Print Reviews
How To Survive A Robot Uprising

How To Survive A Robot Uprising

by Daniel H. Wilson

Bloomsbury

“Robot Uprising”

Taking the “worst case scenario” craze to its logical (illogical?) conclusion, Mr. (soon to be Dr.) Wilson gives us a handy guide to, well, surviving a robot uprising.

You know they’re out there. You’ve seen them. Shuffling around, performing their assigned duties. Their motions are always mechanical, but only vaguely so. Enough for suspicion, nowhere near enough for conclusion. Every day, you walk past them, as they ferry their “coffee” to their desks, where they punch at keys in a sequence that is indecipherable to you, but numbingly, staggeringly boring to them. These people are your coworkers, and they’ll be depending on you when – not if – the robots decide they’ve had it.

Wilson’s sleek black-silver-red tome is glossily impervious to even the most corrosive hydraulic fluid, and comes chock-full of useful advice, ranging from recognizing the signs of machinery dissatisfaction and impending revolt, to fooling the damn devices and their algorithms, to incredibly valuable specifics like escaping from a smart house. Accompanied by sharp illustrations in the color theme, the writing is precise and informative in all manners related to the coming dei ex machina – no nut is left untorqued.

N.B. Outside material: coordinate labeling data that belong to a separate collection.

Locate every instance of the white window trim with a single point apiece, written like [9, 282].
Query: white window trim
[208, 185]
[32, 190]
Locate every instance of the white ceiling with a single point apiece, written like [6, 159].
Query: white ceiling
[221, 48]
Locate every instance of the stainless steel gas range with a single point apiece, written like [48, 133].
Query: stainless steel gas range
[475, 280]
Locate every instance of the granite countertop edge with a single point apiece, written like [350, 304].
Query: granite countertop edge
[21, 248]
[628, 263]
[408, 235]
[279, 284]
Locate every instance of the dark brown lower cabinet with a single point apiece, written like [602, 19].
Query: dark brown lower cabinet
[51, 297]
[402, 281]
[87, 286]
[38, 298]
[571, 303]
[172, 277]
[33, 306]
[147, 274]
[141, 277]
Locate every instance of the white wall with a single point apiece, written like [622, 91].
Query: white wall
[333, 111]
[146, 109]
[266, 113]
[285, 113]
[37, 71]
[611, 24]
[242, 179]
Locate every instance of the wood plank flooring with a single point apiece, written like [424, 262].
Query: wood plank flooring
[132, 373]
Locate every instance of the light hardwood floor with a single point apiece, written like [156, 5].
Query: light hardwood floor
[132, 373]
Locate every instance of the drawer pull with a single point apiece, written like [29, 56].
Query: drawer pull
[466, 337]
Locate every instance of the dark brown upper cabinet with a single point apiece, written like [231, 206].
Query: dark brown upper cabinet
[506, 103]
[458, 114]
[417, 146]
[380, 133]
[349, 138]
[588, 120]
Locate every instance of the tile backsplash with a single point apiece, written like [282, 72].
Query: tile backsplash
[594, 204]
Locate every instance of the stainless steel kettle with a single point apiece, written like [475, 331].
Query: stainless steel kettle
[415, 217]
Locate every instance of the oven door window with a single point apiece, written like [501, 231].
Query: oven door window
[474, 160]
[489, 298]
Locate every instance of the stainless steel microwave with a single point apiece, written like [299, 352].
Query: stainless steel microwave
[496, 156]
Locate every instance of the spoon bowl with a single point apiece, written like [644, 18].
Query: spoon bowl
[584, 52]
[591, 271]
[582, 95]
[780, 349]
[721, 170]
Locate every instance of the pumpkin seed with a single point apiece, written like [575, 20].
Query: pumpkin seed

Before you go and dismiss this as simple satire (has your dishwasher ever turned on you?), let me say that this is all built on sound technology that is already in place all around us. The author knows his business, and this is no cheap sci-fi stunt. Face recognition, heat beams, ultrasonic perception … unarmed warriors, microdrones. Every once in awhile, a glimpse of technological surveillance and power is revealed to the public, and we wonder just how much remains unrevealed. And ultimately, what difference is there in who wields this machinery? A medicated megalomaniac or refrigerated banks of nanomemory? We’ll save that discussion for another time.